An 'Ignominious End' for a Landmark Sepsis Trial

The Saga of rhAPC

Greg Martin, MD


October 08, 2012

Drotrecogin Alfa (Activated) in Adults With Septic Shock

Ranieri VM, Thompson BT, Barie PS, et al
N Engl J Med. 2012;366:2055-2064


The saga of recombinant human activated protein C (rhAPC), also known as drotrecogin alfa, activated (DrotAA) or Xigris®, has come to an ignominious end. The efficacy and safety of rhAPC for the treatment of patients with septic shock has long been questioned.[1,2] Eli Lilly, with input from the European Medicines Agency, decided several years ago to conduct another phase 3 trial examining the outcomes of sepsis patients treated with rhAPC, as a condition for continued market availability of the drug.[3,4]

Primarily on the basis of data from the original licensure trial (PROWESS), DrotAA was long considered to be most effective when the severity of sepsis was at its highest. This new phase 3 trial, PROWESS-SHOCK, was designed to compare rhAPC with placebo in critically ill patients with septic shock.

PROWESS-SHOCK was a randomized, double-blind, placebo-controlled, multicenter trial that enrolled 1697 patients with septic shock and compared rhAPC and placebo for 96 hours of treatment. The primary outcome was death from any cause at 28 days; secondary outcomes included 90-day mortality.

At 28 days, 26.4% of patients in the rhAPC group and 24.2% in the placebo group had died, yielding a relative risk for death of 1.09 (95% confidence interval [CI], 0.92-1.28; P = .31). At 90 days, the respective proportions were 34.1% vs 32.7% (relative risk, 1.04; P = .56). Among patients with severe protein C deficiency at baseline, 98 of 342 (28.7%) in the DrotAA group had died at 28 days, compared with 102 of 331 (30.8%) in the placebo group (risk ratio, 0.93; 95% CI, 0.74-1.17; P = .54).
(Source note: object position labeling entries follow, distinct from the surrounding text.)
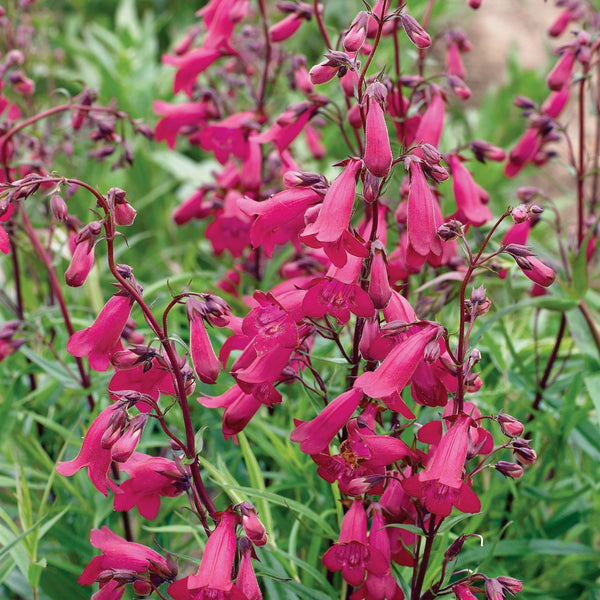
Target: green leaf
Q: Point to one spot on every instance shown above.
(592, 383)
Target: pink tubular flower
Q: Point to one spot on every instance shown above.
(423, 215)
(440, 486)
(150, 478)
(239, 406)
(351, 554)
(560, 76)
(288, 125)
(398, 366)
(314, 436)
(147, 377)
(94, 454)
(252, 525)
(81, 263)
(103, 338)
(416, 34)
(246, 580)
(378, 152)
(429, 130)
(537, 271)
(334, 216)
(279, 218)
(228, 137)
(123, 562)
(286, 28)
(213, 579)
(467, 194)
(379, 587)
(523, 152)
(178, 116)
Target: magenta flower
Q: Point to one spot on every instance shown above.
(338, 299)
(246, 579)
(431, 124)
(424, 216)
(288, 125)
(470, 202)
(560, 76)
(314, 436)
(334, 216)
(231, 228)
(123, 562)
(150, 478)
(398, 366)
(103, 338)
(280, 218)
(81, 263)
(379, 587)
(228, 137)
(441, 486)
(147, 377)
(351, 554)
(239, 406)
(179, 116)
(378, 152)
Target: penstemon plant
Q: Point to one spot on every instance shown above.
(367, 287)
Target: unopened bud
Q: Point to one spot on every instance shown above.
(509, 425)
(510, 584)
(451, 230)
(252, 525)
(482, 150)
(128, 442)
(523, 451)
(115, 428)
(416, 34)
(508, 469)
(524, 103)
(58, 207)
(518, 251)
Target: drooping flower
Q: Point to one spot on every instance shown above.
(213, 579)
(424, 216)
(441, 485)
(95, 452)
(314, 436)
(378, 152)
(395, 371)
(102, 339)
(335, 213)
(352, 554)
(151, 477)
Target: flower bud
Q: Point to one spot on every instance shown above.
(416, 34)
(451, 230)
(509, 425)
(114, 429)
(252, 525)
(356, 35)
(126, 445)
(523, 451)
(508, 469)
(58, 207)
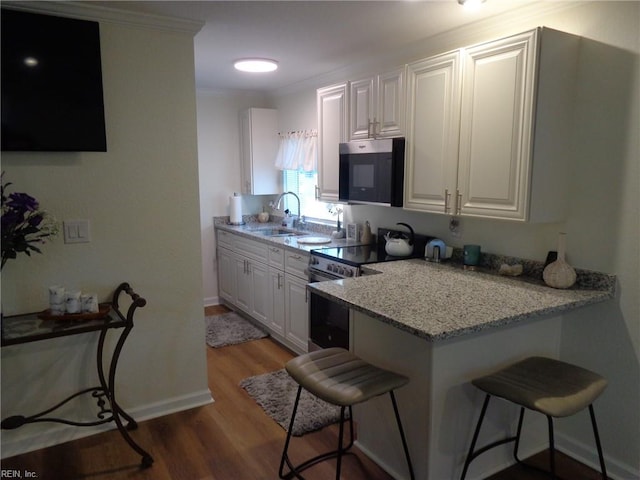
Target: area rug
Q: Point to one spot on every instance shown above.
(230, 329)
(276, 392)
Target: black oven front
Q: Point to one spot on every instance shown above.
(328, 320)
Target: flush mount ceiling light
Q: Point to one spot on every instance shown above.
(471, 3)
(255, 65)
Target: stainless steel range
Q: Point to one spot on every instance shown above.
(329, 321)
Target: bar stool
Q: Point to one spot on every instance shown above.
(554, 388)
(338, 377)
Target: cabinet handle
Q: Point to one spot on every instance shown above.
(374, 126)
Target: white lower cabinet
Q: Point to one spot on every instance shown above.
(296, 311)
(271, 291)
(227, 284)
(277, 294)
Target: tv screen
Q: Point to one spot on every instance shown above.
(51, 83)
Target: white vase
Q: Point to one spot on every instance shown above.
(559, 274)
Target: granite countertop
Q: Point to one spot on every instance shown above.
(439, 301)
(249, 230)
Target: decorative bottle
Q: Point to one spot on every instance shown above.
(559, 274)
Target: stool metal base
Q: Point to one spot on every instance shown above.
(552, 472)
(295, 470)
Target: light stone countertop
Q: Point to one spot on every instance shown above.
(440, 301)
(251, 230)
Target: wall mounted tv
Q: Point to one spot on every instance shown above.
(51, 83)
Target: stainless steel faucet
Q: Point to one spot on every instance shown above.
(279, 199)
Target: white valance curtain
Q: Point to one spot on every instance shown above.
(298, 151)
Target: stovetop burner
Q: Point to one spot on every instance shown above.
(358, 255)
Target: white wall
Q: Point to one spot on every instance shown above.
(219, 167)
(142, 200)
(603, 225)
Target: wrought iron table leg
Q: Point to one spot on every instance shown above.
(118, 412)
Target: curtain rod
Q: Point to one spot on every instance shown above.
(308, 133)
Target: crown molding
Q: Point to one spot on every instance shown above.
(86, 11)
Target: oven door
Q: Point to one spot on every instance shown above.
(328, 320)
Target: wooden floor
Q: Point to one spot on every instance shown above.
(229, 439)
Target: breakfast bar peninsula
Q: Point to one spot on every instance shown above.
(442, 326)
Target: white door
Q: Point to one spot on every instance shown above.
(226, 275)
(433, 106)
(297, 308)
(496, 127)
(276, 291)
(332, 127)
(261, 299)
(361, 109)
(390, 110)
(243, 282)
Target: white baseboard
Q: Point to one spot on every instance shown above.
(587, 454)
(211, 301)
(58, 433)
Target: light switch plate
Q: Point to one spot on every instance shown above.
(76, 231)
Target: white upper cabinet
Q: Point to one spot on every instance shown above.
(515, 115)
(376, 107)
(259, 142)
(332, 128)
(433, 107)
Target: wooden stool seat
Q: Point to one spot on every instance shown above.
(549, 386)
(338, 377)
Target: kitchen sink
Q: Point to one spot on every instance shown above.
(276, 232)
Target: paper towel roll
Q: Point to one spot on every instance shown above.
(235, 209)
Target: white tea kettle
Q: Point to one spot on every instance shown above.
(399, 244)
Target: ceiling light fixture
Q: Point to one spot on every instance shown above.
(255, 65)
(471, 4)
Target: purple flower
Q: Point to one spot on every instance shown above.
(23, 225)
(22, 201)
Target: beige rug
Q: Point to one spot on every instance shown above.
(230, 329)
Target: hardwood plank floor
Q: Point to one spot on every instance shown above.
(229, 439)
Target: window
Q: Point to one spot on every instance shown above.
(304, 184)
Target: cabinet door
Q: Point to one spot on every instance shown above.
(259, 130)
(361, 108)
(433, 106)
(243, 283)
(389, 118)
(260, 298)
(496, 128)
(332, 127)
(226, 275)
(297, 310)
(276, 292)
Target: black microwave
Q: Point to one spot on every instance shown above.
(372, 171)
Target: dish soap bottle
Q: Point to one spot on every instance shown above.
(366, 233)
(559, 274)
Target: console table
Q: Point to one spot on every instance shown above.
(27, 328)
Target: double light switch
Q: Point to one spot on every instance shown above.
(76, 231)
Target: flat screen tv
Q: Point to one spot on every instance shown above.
(51, 83)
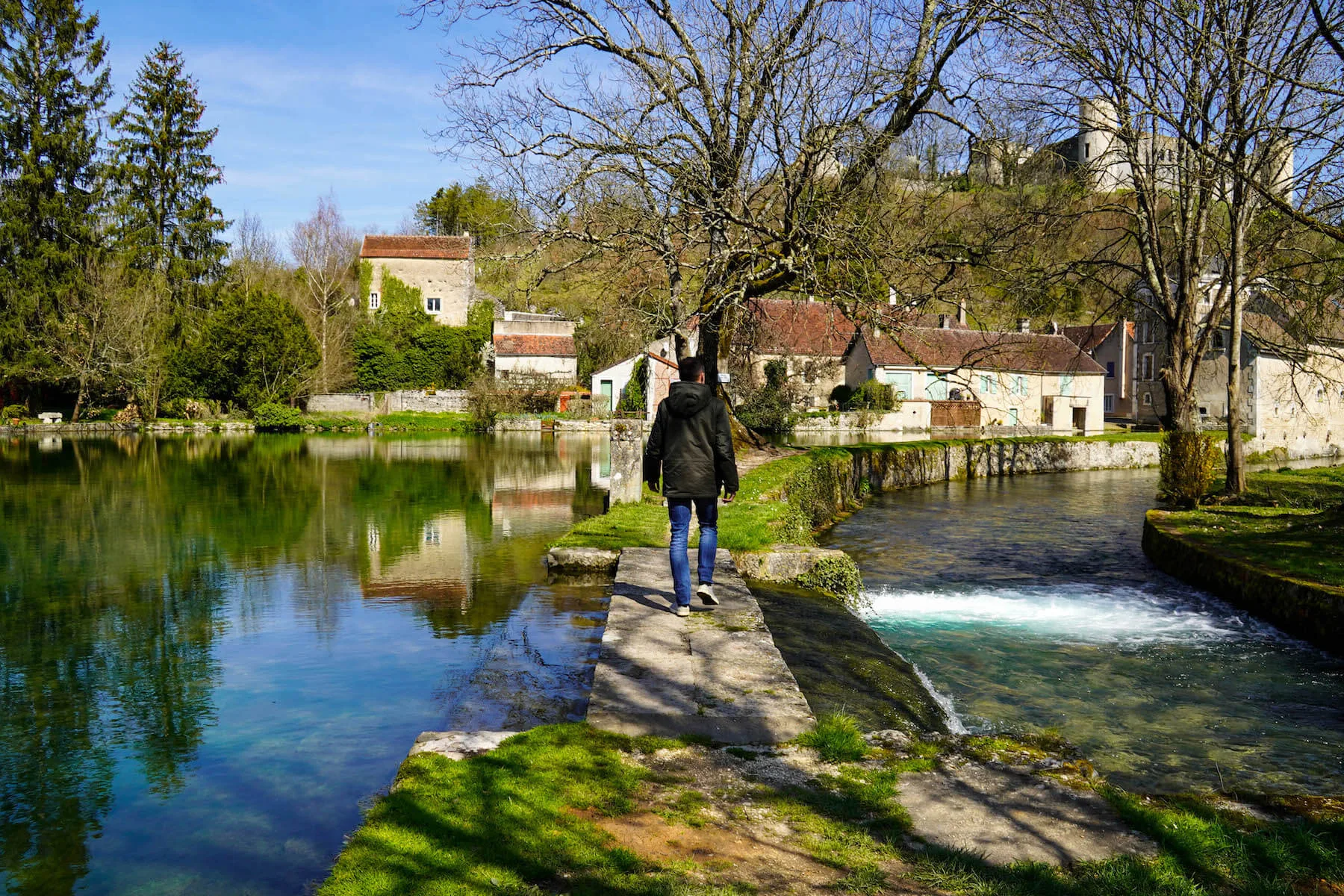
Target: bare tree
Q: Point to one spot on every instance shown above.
(712, 143)
(324, 249)
(255, 255)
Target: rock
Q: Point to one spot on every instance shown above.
(458, 744)
(582, 561)
(890, 738)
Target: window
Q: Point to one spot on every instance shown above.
(900, 383)
(936, 388)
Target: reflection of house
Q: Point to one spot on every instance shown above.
(1112, 346)
(441, 267)
(438, 568)
(811, 339)
(611, 382)
(535, 346)
(1292, 382)
(1018, 379)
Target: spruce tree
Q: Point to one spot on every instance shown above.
(53, 87)
(166, 220)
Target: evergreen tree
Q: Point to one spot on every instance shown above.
(53, 87)
(166, 220)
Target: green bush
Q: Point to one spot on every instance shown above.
(273, 417)
(1189, 467)
(836, 738)
(871, 396)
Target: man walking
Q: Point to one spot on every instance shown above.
(691, 447)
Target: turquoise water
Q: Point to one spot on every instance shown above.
(214, 650)
(1028, 603)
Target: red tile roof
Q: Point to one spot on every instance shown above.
(953, 348)
(510, 344)
(785, 327)
(441, 247)
(1089, 337)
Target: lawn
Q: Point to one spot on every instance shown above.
(538, 815)
(1289, 521)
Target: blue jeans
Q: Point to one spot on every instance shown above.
(679, 512)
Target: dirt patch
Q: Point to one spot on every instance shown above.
(699, 810)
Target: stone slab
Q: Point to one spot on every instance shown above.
(1006, 817)
(715, 675)
(458, 744)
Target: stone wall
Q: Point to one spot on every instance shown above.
(444, 401)
(1308, 610)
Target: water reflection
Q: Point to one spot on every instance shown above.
(234, 640)
(1030, 603)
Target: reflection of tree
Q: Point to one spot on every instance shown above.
(119, 559)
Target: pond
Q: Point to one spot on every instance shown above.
(1028, 603)
(214, 649)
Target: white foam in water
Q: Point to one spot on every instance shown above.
(1074, 613)
(944, 702)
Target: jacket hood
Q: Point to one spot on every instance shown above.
(688, 399)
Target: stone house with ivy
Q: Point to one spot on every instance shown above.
(443, 269)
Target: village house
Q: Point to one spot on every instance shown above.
(441, 267)
(984, 379)
(1292, 382)
(660, 356)
(1112, 346)
(529, 344)
(811, 337)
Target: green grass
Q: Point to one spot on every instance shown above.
(836, 739)
(1288, 523)
(502, 824)
(1204, 849)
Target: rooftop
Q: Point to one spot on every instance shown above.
(531, 346)
(396, 246)
(953, 348)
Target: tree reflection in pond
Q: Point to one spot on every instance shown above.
(211, 648)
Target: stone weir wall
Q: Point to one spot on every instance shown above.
(1308, 610)
(880, 467)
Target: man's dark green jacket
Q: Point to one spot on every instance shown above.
(691, 445)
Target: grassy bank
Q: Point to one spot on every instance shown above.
(1288, 523)
(567, 809)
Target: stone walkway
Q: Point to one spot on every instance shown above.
(715, 673)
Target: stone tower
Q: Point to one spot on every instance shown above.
(1097, 128)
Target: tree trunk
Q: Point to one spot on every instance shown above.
(1236, 455)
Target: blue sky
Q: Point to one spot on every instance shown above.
(308, 97)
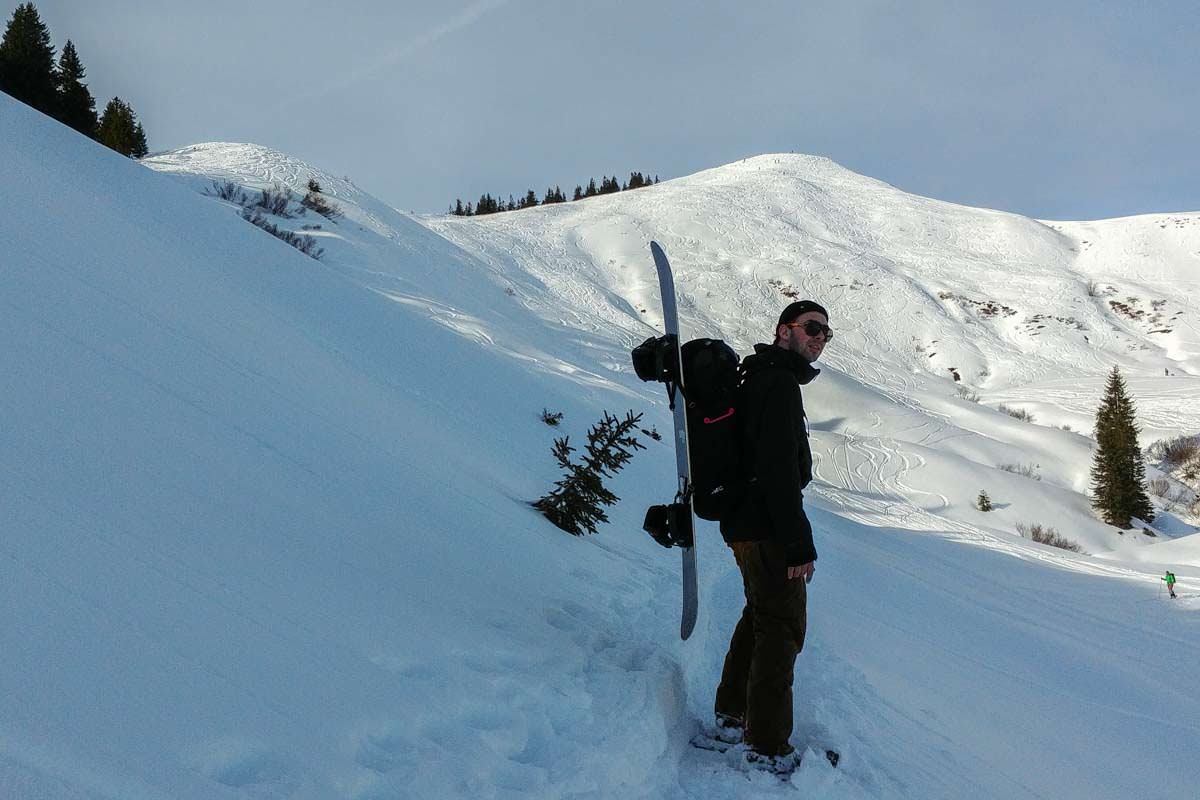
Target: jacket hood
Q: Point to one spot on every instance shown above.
(769, 355)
Rates of death at 28 and 90 days did not significantly differ in other predefined subgroups. Serious bleeding during the treatment period occurred in 1.2% and 1.0% of patients at 28 and 90 days, respectively (P = .81). The investigators concluded that rhAPC treatment does not reduce the risk for death at either 28 or 90 days after onset of septic shock.


DrotAA was the first drug of its kind to demonstrate an effective pharmacologic treatment for sepsis.[5] In practice, however, the treatment seemed to show less efficacy and a higher risk for bleeding than in the PROWESS trial. Over the years, concerns also arose about rationing of the drug and underutilization in a growing population of critically ill patients, owing to its high cost.[6]

Immediately after the analysis of study data and before this publication, Eli Lilly announced that it was withdrawing the drug from the worldwide market and terminating production. This decision effectively ended the saga of rhAPC, including any further research and development. Although some studies, including 2 published very recently,[7,8] have suggested that rhAPC may work in specific groups of patients with sepsis, withdrawal of the drug for general use in sepsis is unfortunately appropriate.